I always try my best to be self-aware and critically reflective on my own biases, privileges, ideology and feelings about my work, about others, and the part I have played, and still play, in the psychiatric system. I also always want to include others in my research, for example, through patient and public involvement.
I have learned so much from being part of the patient and public involvement group linked to my doctorate, and my research feels so much better than it was when it started because of my peers’ expertise and insights. More importantly than what I get out of it, though, I want my patient and public involvement peers to feel like they have space for their voices, that they can always safely critique me, tell me what I am getting wrong and how I can improve so they can feel safe, valued, heard and seen.
What can be done to improve representation of people with lived experience in research?
All researchers need to be self-reflective and self-aware of how their positionality, agenda, knowledge and own biases take up space and risk the silencing and retraumatization of people with mental distress. For people with mental distress to feel safer, academics might need to feel uncomfortable or even unsafe as our perspectives and the ways we treat people with mental distress are questioned and critiqued.

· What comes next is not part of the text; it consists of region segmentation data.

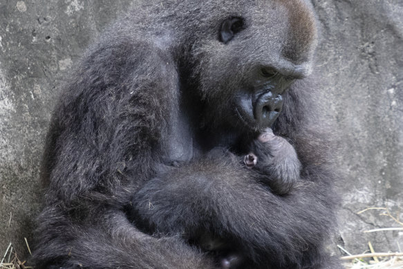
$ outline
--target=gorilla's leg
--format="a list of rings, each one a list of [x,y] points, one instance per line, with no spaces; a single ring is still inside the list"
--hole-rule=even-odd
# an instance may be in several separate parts
[[[156,239],[139,232],[124,214],[104,208],[91,222],[73,221],[59,206],[39,221],[41,244],[36,268],[212,268],[213,263],[178,236]]]

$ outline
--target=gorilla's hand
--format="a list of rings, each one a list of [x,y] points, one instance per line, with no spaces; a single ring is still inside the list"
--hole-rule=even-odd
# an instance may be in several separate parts
[[[259,180],[278,194],[288,193],[299,178],[301,163],[295,149],[270,128],[252,142],[244,163],[247,167],[257,170]]]

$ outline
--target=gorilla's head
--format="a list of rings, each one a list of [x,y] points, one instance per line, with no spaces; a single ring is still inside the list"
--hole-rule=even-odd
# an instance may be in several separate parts
[[[210,110],[209,123],[217,118],[261,131],[280,114],[293,82],[311,72],[315,16],[303,0],[251,1],[236,10],[227,4],[200,19],[209,24],[195,33],[194,77]]]

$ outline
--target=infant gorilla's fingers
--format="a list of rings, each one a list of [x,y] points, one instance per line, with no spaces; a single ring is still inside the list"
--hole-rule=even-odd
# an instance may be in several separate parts
[[[276,135],[273,133],[273,130],[270,128],[267,128],[263,131],[258,137],[258,140],[261,142],[269,142],[276,137]]]
[[[238,268],[243,261],[243,259],[241,255],[232,253],[221,257],[220,265],[223,269],[235,269]]]
[[[245,156],[243,163],[246,165],[246,167],[252,169],[257,163],[257,156],[251,152]]]

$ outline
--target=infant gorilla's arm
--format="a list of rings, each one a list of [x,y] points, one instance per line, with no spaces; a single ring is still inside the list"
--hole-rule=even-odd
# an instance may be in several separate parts
[[[299,178],[301,163],[294,147],[268,128],[250,145],[247,167],[259,171],[258,179],[278,194],[288,193]]]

I often see researchers and clinicians who are unwilling to learn from people with lived experience and are defensive about themselves, their profession, their perspective and the systems they work in. I also see a huge amount of normalized ableism within academic and clinical spaces against people with mental distress. I see this ableism happening explicitly in the dismissal of people’s perspectives, and implicitly through how clinical and academic language individualizes, problematizes and denies people’s distress and experiences.
Academics and healthcare professionals need to be prepared to sit back, listen and hear how people with lived experience see themselves, their experiences and their contact with healthcare services.
What are the potential harms of being public about your lived experience? What can be done to mitigate these harms?
The emotional labour of working as a lived experience researcher can be tiring. I feel passionate about my work contributing to social change and hopefully positively impacting people who experience mental distress by helping them to feel more heard and seen, but it can feel like a lot to carry. There are often barriers to this work; for instance, other people and institutions might not accept survivor perspectives, question their credibility, deny their legitimacy, be defensive and combative or normalize ableism. All of this can silence people who have probably already been silenced.
I often feel this silencing at clinical conferences. It is common for organizations to say what they are ‘doing well’ or that they are ‘the good guys’, completely blocking the possibility of anyone else questioning them, saying ‘actually, you have made significant mistakes and harmed people’. I find myself feeling silenced and misunderstood when this has happened (and it can happen a lot).
Compassionate, thoughtful and kind supervision is essential to mitigate this harm, and peer support with colleagues with lived experience is a must. I am lucky to have a space to reflect openly with my doctoral supervisors who always encourage me to be self-caring. I also work closely with lived experience researchers with whom I can reflect and authentically voice my concerns. However, it is of most significance that organizations and the people who work within them look to themselves, to be humble, self-critical and ensure they consider how they can improve.